Returns the bounds of the region.
Returns
-----------
array: Array of shape (2, dimension)
"""
raise NotImplementedError
def __and__(self, other):
"""
Returns the union of two regions.
Parameters
-----------
other: Region
Other region
Returns
-----------
Region
"""
if isinstance(other, Union):
return Union(*([self] + other.regions))
elif isinstance(self, Union):
return Union(*([other] + self.regions))
else:
return Union(self, other)
class Cuboid(Region):
def __init__(self, corner1, corner2):
"""
Constructor for a cuboid region which sides are parallel to all axis.
Parameters
-----------
corner1: list
Coordinates of the first corner
corner2: list
Coordinates of the second corner
Examples
-----------
>>> Cuboid([0, 0], [1, 1]) # Unit square
>>> Cuboid([0, 0, 0], [1, 1, 1]) # Unit cube
>>> Cuboid([0, 0], [1, 0]) # Intersection of unit square with x-axis
>>> Cuboid([0, 0], [0, 1]) # Intersection of unit square with y-axis
"""
super().__init__()
self.corner1 = tf.constant(corner1, dtype=tf.float32)
self.corner2 = tf.constant(corner2, dtype=tf.float32)
self.diff_idx = tf.reshape(tf.where(self.corner1 != self.corner2), [-1])
self.dimension = len(self.diff_idx)
def pick(self, n, sampler):
if self.dimension == 0:
result = tf.ones((n, len(self.corner1))) * self.corner1
else:
start = tf.gather(self.corner1, self.diff_idx)
end = tf.gather(self.corner2, self.diff_idx)
k = tf.cast(tf.math.ceil(n**(1 / self.dimension)), tf.int64)
lines = []
for i in range(self.dimension):
ts = sampler.pick(k)
lines += [(1 - ts) * start[i] + ts * end[i]]
xy_matrix = tf.meshgrid(*lines)
xy_vector = tf.concat([tf.reshape(variable, [-1, 1]) for variable in xy_matrix], axis=-1)
n_approx = k**self.dimension
result = tf.ones((n_approx, len(self.corner1))) * self.corner1
row_idx = tf.range(n_approx, dtype=tf.int64)
row_idx = tf.repeat(row_idx, self.dimension)
col_idx = tf.transpose(tf.tile(self.diff_idx[:, tf.newaxis], [1, n_approx]))
col_idx = tf.reshape(col_idx, [-1])
indices = tf.transpose(tf.reshape(tf.concat([row_idx, col_idx], 0), [-1, n_approx * self.dimension]))

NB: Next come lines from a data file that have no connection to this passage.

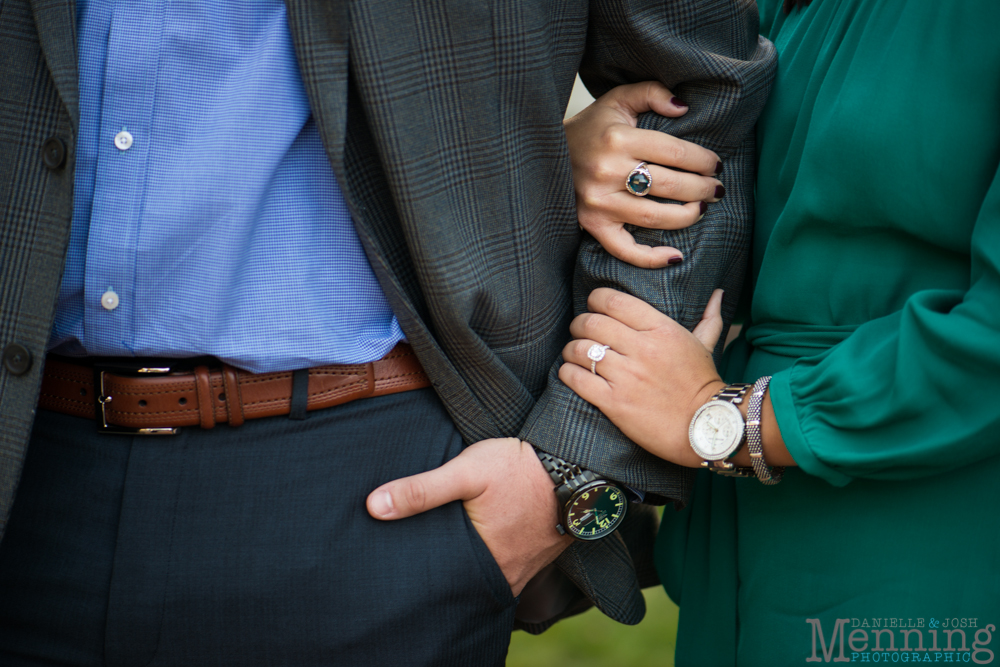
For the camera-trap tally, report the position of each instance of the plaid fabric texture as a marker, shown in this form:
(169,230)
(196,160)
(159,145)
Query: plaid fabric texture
(443,123)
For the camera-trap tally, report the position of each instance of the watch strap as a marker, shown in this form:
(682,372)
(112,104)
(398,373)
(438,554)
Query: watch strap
(567,476)
(755,444)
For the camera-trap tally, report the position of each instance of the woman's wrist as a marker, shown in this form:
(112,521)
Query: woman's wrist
(775,452)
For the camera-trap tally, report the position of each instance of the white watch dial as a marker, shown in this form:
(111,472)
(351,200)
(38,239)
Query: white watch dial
(716,430)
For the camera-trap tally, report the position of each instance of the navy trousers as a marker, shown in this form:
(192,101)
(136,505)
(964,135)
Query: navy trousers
(246,546)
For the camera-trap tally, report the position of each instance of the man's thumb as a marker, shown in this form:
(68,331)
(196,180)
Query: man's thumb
(418,493)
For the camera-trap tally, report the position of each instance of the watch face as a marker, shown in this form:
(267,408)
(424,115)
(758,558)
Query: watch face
(595,511)
(716,430)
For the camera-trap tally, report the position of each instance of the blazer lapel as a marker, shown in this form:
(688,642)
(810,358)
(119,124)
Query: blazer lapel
(56,23)
(320,33)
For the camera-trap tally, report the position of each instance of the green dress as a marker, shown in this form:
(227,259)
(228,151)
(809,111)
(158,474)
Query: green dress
(876,308)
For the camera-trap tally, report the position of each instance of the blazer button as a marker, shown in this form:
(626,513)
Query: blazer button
(17,359)
(53,153)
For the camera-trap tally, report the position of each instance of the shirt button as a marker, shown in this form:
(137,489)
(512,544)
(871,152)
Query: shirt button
(123,140)
(109,300)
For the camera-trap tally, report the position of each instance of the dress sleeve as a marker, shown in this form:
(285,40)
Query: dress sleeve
(910,394)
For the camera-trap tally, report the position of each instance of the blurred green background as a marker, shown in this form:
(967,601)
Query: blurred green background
(594,640)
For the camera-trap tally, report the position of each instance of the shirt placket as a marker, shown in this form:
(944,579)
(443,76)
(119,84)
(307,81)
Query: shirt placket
(127,107)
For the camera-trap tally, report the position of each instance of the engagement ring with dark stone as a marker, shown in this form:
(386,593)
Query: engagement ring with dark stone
(639,181)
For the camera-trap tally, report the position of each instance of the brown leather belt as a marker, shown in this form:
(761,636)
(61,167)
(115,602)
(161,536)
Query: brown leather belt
(156,400)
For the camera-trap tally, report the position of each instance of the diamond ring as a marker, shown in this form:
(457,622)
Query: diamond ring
(639,181)
(595,354)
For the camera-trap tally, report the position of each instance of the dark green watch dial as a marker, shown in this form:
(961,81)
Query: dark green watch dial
(595,510)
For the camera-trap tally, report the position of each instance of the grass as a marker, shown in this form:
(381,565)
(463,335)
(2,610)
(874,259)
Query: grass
(594,640)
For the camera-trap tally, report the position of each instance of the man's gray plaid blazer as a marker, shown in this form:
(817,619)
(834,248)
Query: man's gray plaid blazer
(442,119)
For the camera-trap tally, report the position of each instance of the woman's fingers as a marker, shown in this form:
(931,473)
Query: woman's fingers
(617,240)
(590,387)
(636,98)
(710,327)
(621,308)
(597,327)
(682,186)
(658,148)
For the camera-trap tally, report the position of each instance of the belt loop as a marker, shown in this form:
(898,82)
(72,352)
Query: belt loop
(300,394)
(206,407)
(234,397)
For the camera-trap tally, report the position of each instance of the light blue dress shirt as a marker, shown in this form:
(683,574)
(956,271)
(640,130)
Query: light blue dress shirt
(207,219)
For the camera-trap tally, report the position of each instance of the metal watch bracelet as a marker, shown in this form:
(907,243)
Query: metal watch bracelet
(755,443)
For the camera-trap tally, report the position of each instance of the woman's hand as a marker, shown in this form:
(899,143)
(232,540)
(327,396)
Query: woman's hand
(605,146)
(655,374)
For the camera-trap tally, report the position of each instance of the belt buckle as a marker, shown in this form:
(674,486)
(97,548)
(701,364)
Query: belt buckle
(103,399)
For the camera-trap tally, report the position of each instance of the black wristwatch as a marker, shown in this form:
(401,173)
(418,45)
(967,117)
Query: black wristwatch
(589,507)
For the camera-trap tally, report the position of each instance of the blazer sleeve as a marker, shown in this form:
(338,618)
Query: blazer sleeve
(708,52)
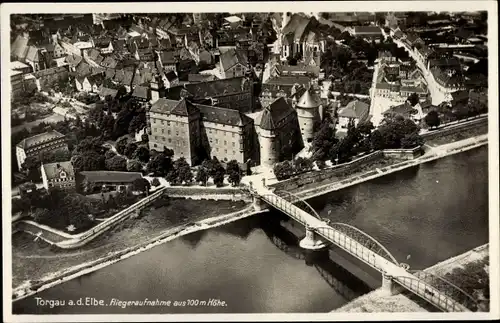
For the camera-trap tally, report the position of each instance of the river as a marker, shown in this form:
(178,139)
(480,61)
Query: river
(421,215)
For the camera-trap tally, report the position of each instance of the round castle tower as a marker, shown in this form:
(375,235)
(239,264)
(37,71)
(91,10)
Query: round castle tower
(267,139)
(308,112)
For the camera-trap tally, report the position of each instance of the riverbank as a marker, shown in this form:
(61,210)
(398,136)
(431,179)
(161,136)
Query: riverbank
(30,288)
(33,261)
(377,301)
(389,166)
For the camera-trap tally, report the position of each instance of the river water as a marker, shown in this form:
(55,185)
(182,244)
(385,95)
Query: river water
(421,215)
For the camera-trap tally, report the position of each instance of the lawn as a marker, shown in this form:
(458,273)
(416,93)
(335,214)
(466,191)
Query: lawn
(33,260)
(448,138)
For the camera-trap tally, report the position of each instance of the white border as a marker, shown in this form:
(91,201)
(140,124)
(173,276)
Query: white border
(490,6)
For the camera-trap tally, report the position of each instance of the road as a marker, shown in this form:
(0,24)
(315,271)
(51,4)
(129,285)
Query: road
(434,89)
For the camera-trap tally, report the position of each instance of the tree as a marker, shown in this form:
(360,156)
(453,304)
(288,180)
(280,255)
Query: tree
(234,172)
(413,99)
(185,175)
(121,145)
(202,176)
(301,165)
(283,170)
(411,141)
(116,163)
(88,161)
(155,182)
(109,154)
(134,166)
(142,185)
(432,119)
(219,177)
(142,154)
(159,165)
(130,149)
(365,128)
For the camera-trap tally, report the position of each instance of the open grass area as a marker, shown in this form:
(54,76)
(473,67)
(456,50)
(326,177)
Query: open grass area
(32,260)
(448,138)
(383,162)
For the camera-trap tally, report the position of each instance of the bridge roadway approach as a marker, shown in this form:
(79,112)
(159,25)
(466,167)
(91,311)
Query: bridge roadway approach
(319,233)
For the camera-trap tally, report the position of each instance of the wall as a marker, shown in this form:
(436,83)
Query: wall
(406,154)
(454,129)
(320,175)
(208,193)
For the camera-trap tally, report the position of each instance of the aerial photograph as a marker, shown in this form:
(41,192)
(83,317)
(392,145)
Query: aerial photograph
(249,162)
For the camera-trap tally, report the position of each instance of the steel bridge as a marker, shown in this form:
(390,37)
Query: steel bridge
(437,291)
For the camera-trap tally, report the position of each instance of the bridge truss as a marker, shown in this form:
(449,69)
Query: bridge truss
(436,290)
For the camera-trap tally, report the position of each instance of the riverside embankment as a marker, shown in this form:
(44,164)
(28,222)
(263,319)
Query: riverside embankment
(378,301)
(60,276)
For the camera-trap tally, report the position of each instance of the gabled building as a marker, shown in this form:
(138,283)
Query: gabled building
(38,144)
(279,132)
(234,63)
(195,131)
(355,111)
(58,175)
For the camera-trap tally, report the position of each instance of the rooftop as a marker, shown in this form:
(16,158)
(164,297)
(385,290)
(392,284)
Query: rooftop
(110,176)
(53,170)
(36,140)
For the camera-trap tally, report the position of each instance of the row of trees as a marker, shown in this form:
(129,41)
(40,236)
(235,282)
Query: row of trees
(393,133)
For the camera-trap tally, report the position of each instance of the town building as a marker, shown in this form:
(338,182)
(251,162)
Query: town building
(279,132)
(299,34)
(41,143)
(196,131)
(58,175)
(108,180)
(234,63)
(308,114)
(355,111)
(234,93)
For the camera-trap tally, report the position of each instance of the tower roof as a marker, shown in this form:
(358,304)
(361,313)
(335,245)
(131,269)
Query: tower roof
(308,100)
(266,121)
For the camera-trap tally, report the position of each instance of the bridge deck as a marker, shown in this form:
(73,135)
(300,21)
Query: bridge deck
(399,274)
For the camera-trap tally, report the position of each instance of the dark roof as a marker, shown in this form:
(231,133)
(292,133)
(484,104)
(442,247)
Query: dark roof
(223,116)
(104,91)
(274,113)
(53,170)
(170,75)
(201,78)
(110,176)
(219,87)
(296,27)
(355,109)
(141,92)
(371,30)
(232,57)
(36,140)
(167,57)
(308,100)
(184,108)
(289,80)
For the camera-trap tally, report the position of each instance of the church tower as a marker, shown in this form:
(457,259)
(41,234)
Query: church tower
(157,88)
(308,113)
(267,139)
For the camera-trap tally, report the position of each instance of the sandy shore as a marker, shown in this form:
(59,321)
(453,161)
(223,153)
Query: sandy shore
(377,301)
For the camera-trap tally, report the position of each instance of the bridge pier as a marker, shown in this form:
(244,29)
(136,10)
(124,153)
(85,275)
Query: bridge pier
(258,204)
(389,287)
(312,241)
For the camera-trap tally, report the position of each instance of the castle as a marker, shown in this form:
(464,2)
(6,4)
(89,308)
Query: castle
(196,130)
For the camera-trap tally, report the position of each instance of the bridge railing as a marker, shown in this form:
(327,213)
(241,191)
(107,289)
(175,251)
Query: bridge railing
(430,294)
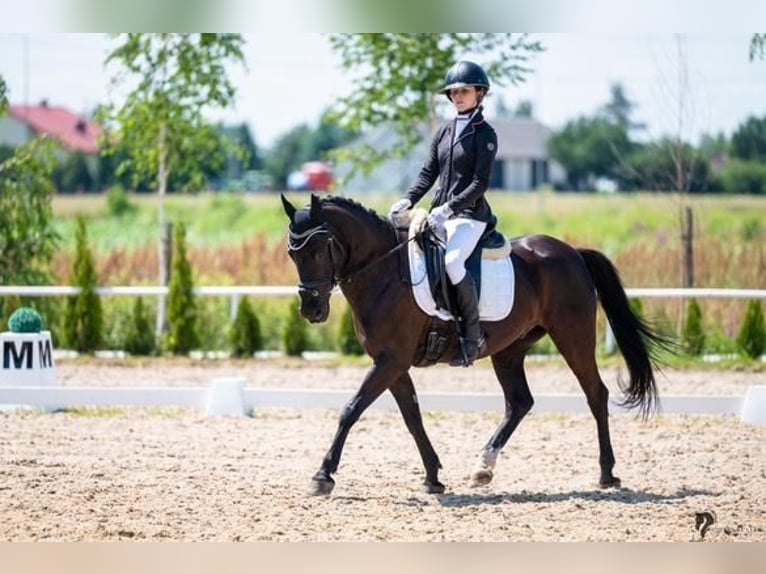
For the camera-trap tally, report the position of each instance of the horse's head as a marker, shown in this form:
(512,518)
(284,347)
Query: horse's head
(311,246)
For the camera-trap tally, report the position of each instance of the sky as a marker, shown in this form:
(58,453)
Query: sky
(292,77)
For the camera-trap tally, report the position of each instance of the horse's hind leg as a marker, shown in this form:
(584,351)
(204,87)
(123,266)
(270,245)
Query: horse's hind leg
(406,397)
(509,368)
(578,347)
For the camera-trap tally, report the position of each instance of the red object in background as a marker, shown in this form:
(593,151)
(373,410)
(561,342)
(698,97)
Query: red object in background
(318,175)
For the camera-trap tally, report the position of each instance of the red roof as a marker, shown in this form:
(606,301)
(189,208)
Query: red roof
(72,131)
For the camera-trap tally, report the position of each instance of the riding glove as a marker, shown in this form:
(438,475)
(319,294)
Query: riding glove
(439,215)
(399,207)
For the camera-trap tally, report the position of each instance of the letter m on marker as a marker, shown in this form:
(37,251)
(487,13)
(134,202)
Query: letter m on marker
(45,354)
(9,351)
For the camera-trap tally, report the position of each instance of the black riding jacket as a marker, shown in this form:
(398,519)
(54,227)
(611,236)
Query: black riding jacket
(463,169)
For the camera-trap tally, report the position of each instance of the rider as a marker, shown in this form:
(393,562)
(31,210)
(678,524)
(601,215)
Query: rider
(461,156)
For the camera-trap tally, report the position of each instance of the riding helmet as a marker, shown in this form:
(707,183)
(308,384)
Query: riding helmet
(465,73)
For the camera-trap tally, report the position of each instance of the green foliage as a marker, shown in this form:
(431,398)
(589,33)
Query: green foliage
(118,202)
(74,175)
(25,320)
(3,96)
(402,74)
(751,339)
(139,337)
(740,176)
(693,336)
(245,334)
(348,343)
(28,239)
(84,325)
(655,166)
(295,336)
(183,334)
(757,46)
(748,142)
(176,80)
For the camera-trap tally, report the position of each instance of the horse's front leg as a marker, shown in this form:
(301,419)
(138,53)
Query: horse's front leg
(407,400)
(380,377)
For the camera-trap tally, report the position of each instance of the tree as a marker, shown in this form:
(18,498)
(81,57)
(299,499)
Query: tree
(139,338)
(693,333)
(295,336)
(398,77)
(245,335)
(748,142)
(172,80)
(28,239)
(183,334)
(751,339)
(84,324)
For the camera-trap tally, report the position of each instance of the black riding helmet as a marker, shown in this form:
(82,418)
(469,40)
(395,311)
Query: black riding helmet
(465,73)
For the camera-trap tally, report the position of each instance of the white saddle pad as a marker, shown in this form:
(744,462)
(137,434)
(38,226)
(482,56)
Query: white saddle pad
(497,286)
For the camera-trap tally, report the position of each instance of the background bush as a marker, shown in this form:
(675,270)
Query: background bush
(295,338)
(84,323)
(245,334)
(751,340)
(693,337)
(182,336)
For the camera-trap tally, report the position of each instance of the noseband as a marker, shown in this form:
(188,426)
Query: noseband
(296,242)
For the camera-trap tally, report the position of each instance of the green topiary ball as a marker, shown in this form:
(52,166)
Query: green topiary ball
(25,320)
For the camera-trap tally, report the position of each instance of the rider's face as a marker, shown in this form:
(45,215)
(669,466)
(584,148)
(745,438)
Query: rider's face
(464,98)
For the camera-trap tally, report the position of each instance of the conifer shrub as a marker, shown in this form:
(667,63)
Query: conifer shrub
(183,335)
(83,320)
(751,340)
(693,336)
(348,342)
(295,335)
(245,334)
(139,336)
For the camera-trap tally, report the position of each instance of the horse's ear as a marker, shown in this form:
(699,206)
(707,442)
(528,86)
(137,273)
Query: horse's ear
(288,207)
(315,207)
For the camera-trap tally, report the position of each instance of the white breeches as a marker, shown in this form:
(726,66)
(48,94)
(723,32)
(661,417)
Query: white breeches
(462,236)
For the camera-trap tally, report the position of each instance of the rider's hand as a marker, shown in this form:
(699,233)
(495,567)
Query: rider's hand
(399,207)
(439,215)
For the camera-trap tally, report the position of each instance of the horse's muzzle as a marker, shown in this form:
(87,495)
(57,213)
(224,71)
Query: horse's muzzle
(315,309)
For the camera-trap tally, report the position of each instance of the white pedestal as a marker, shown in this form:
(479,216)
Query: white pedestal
(225,397)
(754,407)
(27,359)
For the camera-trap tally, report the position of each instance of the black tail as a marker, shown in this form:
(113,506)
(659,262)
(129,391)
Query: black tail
(637,340)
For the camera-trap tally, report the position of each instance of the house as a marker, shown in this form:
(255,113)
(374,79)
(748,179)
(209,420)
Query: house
(73,133)
(521,164)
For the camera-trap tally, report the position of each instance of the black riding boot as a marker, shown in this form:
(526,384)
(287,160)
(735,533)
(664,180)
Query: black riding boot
(472,340)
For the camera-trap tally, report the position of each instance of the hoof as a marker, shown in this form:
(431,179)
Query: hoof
(321,486)
(481,477)
(610,482)
(433,487)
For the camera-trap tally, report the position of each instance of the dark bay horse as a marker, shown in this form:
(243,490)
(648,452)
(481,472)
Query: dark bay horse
(336,241)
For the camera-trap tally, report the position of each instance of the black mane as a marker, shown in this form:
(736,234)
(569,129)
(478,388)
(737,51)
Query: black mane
(380,224)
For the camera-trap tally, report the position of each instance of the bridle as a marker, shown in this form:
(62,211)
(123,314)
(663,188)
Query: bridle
(316,287)
(296,242)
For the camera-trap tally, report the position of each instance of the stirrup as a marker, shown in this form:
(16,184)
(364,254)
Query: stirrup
(462,359)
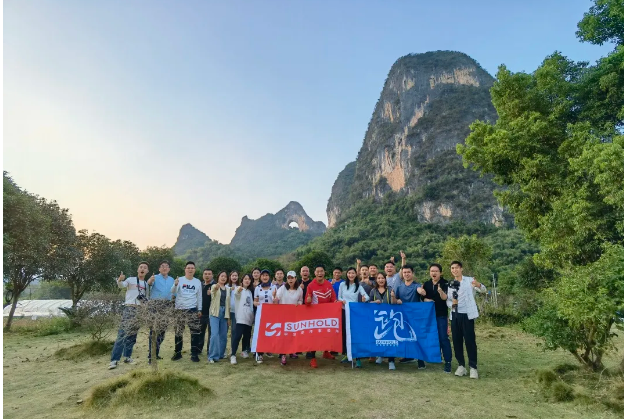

result = tf.tensor_scatter_nd_update(result, indices, tf.reshape(xy_vector, [-1]))
return result
def get_bounds(self):
return self.corner1.numpy(), self.corner2.numpy()
class Union(Region):
def __init__(self, *regions):
"""
Constructor for a union of regions.
Parameters
-----------
regions: Region
List of regions
Examples
-----------
>>> Union(Cuboid([0, 0], [1, 0]), Cuboid([0, 0], [0, 1])) # Intersection of unit square with x- and y-axis
>>> Cuboid([0, 0], [1, 0]) & Cuboid([0, 0], [0, 1]) # Shorthand notation of example above
"""
super().__init__()
samples = [r.pick(1, Random()) for r in regions]
dimensions = [s.shape[1] for s in samples]
assert len(set(dimensions)) == 1, "All regions must have the same (shape-)dimension"
self.regions = list(regions)
def pick(self, n, sampler):
num_regions = len(self.regions)
ns = [n // num_regions] * num_regions
ns[-1] += n % num_regions
return tf.concat([r.pick(ns[i], sampler) for i, r in enumerate(self.regions)], axis=0)
def get_bounds(self):
upper = tf.maximum([np.max(region.get_bounds()) for region in self.regions], axis=0)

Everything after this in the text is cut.